The IOC medical commission said bromantan was a performance-enhancing stimulant similar to amphetamines.

But Russian Olympic officials appealed, arguing that bromantan was not a stimulant and was not officially on the banned list. The Russians said their athletes took the drug to strengthen their immune system to combat the heat and humidity in Atlanta.


Ratings for NBC’s Olympic coverage have taken a considerable dip. Friday night’s prime-time segment averaged an 18.6 rating with a 35% share of the audience, and Saturday night drew an 18.4/36.

Those were the lowest ratings during the Games, which before Friday were averaging a 22.4.


The Los Angeles numbers were also off. Friday’s rating was an 18.7 with a 37 share, Saturday’s a 20.1/43.

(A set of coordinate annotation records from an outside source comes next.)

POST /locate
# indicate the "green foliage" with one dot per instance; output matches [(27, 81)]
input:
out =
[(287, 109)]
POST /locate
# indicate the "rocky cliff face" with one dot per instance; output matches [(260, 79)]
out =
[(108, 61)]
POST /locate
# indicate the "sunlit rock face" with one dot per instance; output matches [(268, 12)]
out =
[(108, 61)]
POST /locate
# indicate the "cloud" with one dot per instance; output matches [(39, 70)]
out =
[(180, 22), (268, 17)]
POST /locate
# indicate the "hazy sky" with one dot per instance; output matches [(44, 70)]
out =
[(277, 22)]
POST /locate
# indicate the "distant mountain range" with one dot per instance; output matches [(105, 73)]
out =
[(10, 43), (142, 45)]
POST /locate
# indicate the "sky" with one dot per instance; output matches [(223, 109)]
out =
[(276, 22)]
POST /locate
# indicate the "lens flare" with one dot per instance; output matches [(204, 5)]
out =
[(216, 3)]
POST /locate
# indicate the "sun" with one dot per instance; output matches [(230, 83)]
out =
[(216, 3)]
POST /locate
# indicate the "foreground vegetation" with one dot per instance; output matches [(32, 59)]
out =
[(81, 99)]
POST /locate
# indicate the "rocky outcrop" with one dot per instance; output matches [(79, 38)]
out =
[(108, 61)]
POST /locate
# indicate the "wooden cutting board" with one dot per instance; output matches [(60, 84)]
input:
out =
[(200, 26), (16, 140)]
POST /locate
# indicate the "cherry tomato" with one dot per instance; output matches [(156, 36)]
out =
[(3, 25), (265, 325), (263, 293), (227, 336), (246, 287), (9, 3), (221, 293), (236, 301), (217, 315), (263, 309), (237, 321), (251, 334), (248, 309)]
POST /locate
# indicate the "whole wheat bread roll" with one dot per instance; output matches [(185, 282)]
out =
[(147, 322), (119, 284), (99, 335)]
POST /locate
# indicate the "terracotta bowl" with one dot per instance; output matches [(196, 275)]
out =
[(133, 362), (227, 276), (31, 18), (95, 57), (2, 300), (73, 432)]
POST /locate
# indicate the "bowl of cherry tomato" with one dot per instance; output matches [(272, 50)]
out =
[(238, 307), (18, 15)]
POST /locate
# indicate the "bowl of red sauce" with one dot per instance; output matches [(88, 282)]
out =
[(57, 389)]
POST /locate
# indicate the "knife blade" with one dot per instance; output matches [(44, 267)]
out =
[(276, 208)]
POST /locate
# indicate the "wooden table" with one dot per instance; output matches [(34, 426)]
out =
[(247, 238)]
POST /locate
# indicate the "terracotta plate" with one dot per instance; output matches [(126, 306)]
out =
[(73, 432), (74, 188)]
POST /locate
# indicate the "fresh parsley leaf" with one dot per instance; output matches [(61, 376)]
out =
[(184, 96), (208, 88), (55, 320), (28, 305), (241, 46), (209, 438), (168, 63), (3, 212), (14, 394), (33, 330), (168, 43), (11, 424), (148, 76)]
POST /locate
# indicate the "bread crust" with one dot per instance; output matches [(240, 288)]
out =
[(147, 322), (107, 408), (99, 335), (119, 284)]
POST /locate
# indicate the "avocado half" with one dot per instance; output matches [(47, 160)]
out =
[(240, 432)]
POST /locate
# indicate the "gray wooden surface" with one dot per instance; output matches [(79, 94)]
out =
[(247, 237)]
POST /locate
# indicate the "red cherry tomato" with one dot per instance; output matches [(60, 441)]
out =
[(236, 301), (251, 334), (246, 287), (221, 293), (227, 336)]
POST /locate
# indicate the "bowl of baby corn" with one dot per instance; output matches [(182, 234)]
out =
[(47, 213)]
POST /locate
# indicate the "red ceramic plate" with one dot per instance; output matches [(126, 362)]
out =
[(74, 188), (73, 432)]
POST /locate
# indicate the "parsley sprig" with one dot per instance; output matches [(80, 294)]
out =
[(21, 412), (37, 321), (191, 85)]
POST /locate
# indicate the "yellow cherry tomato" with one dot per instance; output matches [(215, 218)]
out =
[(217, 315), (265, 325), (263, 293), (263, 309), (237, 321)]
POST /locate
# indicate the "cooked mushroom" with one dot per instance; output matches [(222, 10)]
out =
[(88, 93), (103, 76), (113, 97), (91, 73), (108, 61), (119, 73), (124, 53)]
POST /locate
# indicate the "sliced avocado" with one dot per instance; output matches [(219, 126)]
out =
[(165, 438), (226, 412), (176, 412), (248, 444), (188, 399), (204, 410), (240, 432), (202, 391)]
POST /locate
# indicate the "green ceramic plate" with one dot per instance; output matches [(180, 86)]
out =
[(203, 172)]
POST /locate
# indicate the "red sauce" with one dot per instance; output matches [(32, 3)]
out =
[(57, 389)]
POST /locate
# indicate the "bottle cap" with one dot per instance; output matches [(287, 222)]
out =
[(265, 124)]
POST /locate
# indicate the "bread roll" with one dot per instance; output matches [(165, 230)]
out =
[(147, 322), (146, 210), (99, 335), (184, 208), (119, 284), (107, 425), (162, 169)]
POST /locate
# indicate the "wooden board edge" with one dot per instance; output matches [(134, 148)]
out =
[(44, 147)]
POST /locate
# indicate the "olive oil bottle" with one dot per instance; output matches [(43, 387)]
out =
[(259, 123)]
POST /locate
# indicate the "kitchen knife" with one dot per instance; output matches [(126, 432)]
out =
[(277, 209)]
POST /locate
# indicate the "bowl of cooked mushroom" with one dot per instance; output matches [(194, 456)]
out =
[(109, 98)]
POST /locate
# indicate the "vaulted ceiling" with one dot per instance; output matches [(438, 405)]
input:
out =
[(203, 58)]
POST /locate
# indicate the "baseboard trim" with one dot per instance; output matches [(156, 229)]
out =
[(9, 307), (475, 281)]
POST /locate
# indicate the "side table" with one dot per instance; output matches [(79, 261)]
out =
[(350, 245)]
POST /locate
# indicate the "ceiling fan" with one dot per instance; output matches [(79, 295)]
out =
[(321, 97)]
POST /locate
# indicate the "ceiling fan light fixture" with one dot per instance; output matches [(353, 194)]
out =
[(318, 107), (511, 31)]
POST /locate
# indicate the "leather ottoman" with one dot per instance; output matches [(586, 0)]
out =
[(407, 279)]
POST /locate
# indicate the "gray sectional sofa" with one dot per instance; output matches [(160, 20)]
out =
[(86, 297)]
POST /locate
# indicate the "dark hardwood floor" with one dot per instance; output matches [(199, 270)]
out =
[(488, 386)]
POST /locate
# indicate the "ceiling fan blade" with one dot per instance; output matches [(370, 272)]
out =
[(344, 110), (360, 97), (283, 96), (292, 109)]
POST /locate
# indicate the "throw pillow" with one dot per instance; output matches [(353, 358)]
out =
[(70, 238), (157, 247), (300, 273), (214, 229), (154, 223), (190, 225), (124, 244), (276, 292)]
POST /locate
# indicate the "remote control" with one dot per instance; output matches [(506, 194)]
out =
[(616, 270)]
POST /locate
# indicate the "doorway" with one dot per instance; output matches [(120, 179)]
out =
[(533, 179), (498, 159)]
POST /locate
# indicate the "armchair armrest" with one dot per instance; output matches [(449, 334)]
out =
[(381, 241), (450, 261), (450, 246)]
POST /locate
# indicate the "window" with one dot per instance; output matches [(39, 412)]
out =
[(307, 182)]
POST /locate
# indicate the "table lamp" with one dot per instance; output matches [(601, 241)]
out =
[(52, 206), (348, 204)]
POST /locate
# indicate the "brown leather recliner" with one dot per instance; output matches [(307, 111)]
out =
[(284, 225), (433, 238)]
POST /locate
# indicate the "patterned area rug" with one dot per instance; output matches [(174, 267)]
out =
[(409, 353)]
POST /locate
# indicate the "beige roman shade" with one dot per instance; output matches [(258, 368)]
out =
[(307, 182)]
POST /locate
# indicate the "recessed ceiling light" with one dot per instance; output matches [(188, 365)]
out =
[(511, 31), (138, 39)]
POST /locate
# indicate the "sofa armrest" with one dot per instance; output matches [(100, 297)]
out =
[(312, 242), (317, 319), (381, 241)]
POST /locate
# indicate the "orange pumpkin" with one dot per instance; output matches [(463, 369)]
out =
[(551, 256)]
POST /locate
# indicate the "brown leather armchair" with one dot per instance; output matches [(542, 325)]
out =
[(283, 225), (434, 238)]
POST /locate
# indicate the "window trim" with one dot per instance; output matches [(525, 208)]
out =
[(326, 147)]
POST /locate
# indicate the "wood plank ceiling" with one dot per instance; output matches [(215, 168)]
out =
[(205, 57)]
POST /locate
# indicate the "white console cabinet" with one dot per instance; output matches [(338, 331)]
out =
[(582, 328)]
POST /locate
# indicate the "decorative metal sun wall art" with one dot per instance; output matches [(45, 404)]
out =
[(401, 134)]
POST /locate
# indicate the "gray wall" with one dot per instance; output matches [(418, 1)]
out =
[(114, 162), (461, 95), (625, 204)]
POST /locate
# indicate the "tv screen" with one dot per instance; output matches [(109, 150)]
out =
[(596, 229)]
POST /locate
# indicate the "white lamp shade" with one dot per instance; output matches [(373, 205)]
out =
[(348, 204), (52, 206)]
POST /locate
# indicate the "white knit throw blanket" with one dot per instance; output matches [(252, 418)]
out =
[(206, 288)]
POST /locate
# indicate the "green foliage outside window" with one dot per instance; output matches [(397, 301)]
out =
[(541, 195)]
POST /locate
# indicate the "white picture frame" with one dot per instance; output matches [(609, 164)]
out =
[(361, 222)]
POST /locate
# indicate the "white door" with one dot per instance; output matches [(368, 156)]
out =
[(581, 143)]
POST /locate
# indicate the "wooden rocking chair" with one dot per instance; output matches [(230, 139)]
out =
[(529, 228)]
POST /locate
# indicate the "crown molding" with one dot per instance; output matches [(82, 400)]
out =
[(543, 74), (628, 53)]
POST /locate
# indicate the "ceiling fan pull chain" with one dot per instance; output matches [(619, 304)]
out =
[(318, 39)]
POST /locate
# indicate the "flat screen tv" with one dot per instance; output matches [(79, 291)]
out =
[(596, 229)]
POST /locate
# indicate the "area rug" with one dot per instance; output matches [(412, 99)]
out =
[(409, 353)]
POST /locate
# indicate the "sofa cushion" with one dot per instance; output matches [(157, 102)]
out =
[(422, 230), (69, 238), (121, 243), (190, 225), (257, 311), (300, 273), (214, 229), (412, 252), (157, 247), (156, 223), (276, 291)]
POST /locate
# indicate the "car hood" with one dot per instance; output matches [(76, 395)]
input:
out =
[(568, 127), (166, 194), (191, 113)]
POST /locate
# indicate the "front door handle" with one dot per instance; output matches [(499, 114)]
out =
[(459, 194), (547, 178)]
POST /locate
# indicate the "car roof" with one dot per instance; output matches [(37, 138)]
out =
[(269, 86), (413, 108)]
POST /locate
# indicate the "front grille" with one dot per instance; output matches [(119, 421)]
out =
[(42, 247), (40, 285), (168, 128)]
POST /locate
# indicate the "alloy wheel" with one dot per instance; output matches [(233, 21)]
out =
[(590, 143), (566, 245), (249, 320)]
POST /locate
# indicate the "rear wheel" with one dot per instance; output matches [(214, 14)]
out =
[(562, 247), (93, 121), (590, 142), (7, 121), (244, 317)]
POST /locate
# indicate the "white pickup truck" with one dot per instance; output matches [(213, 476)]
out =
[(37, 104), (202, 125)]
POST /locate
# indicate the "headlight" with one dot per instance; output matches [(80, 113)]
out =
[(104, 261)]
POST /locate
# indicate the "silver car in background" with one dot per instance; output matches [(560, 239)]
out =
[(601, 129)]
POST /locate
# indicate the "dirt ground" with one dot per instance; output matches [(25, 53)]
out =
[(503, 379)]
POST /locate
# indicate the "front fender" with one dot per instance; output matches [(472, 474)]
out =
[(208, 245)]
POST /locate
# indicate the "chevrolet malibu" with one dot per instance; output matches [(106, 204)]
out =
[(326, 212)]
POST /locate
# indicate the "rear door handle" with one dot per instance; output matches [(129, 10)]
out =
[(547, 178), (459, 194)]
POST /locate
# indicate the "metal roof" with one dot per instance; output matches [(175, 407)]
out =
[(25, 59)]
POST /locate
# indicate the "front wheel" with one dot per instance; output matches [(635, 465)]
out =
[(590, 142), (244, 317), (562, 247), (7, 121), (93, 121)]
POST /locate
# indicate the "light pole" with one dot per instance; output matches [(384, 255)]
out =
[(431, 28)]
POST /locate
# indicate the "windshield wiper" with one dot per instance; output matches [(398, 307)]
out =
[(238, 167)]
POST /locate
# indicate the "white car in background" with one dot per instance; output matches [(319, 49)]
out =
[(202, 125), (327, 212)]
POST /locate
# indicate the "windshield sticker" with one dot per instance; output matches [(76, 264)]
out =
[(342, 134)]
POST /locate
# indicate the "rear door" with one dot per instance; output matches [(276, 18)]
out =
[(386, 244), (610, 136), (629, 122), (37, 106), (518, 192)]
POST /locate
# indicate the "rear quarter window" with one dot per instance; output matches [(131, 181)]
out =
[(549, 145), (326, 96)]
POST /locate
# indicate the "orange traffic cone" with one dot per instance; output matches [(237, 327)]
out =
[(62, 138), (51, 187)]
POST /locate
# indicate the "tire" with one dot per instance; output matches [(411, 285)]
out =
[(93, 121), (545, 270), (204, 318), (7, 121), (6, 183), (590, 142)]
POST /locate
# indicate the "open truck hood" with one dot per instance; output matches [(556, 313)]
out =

The highest-rated Olympics were the 1972 Games at Munich, which averaged a 24.4/44 during prime time on ABC. Montreal did a 23.9/46 and Los Angeles a 23.2/44 on ABC. Of course, network ratings overall have gone down since the influx of cable.


Brazil’s decision to skip the Olympic soccer medal ceremony after finishing a disappointing third outraged Atlanta Olympic organizers, whose protests were overridden by the IOC and some members of FIFA, soccer’s governing body.

Saturday’s presentation in Athens, Ga., is believed to have been one of the first with a team missing since the U.S. skipped the men’s basketball ceremony in protest in 1972. Brazil was originally told it would have to attend the ceremony, but FIFA President Joao Havelange, who is Brazilian, urged the IOC to let the team off.


For the second time in a week, an Olympic athlete who carried his nation’s flag in the opening ceremonies is defecting.

Light-middleweight boxer Jawid Aman Mukhamad of Afghanistan, and his coach of eight years, Ahmad Samim, surfaced in Buffalo, N.Y., on Friday night seeking political asylum in Canada.


Canada granted them refugee status Saturday night and they left the United States, according to Sydneymarie Putnam, a Buffalo refugee service worker.

A Canadian government spokesman would not comment.

On Friday, Iraqi flag-bearer and weightlifter Raed Ahmed said the United States had granted him permanent asylum status.